If you click on the link for cash flow analysis, you can see a completed cash flow analysis for the months of November through April for Bromley's Tuxedo rentals. It is absolutely imperative that you collect the money owed to you from sales at trade fairs. Failure to do so would negatively impact your cash flow. If you do not have sufficient cash to meet your expenses and loan obligations, you will go broke.
Create a cash flow analysis for your company. Use the template in the projects box.
Bromley's Formal Wear Cash Flow Projections
The procedure is basically the same for producing a cash flow statement for a merchandising business.
To help you with your own company's cash flow, you can click on "Cash Flow Analysis Template." Put in your company's numbers. Remember to include any additional expenses. Have your loan amortization schedule available for your loan to obtain interest and principal payments.
- Don't forget the business contract amount of 180,025.42.
- The contract for a merchandising business consists of two parts: salary expense and COGS amount.
- Look at the income statement for Bromley's Formal Wear to obtain the expenses.
- Purchases is a large expenditure each month. It is automatically calculated for you.
- Your cost of goods sold percentage should be entered into cell B2. To obtain amount of merchandise needed, this percentage is multiplied times total revenue.
- When you do your own company's cash flow analysis, don't forget to put in the amounts of projected sales from trade shows and open houses,internet sales, etc.
- Interest on the loan changes each month. Look at your table above for exact amounts for December-April.
- Currently most of our sales at trade fairs come from charge sales.
- We anticipate some cash sales from visitors, judges and others with virtu-cash.
After examining the cash flow analysis for Bromley's Formal Wear, there are a few cash flow problems. We do not have enough cash for February, March, April. We need to create more cash sales for these months. We need open houses, Internet sales or any other form of cash not charge sales.
The revised cash flow analysis for the formal wear company includes extra cash sales for the months of Feb-$10,000, March-$15,000 and April-$10,000. Without these additional cash sales projections, they would run out of cash and not have enough to pay their bills. Another way to increase cash flow is to generate more charge sales at the trades shows. You can play with these numbers if you wish to get a new cash flow for Bromley's Formal Wear.
If cash sales are not increased for Bromley's Formal Wear, then amount of charge sales from trades shows must be increased to 100,000, 90,000, 125,000 in order to meet the cash requirements needed.

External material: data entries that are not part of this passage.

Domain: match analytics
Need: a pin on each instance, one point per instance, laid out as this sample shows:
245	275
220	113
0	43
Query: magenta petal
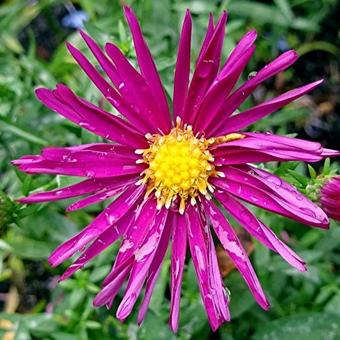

Importance of these reports
Break-even analysis, sales projections and cash flow analysis are critical to the decision making process in all companies. These numbers dictate to other departments how to proceed with the marketing efforts, and other organizational priorities. It is at this point, that changes in the business model need to be implemented if not enough net profit is generated and not enough cash on hand is available to cover existing expenses. Here is where the CFO needs to meet with the CEO and Marketing VP to decide if changes need to be made in the product line, pricing and advertising strategies, the importance of Internet sales, attendance at trade shows, planned open houses and grand openings.
Prepare a cash flow for your company. Use the template available to in the projects for the week box.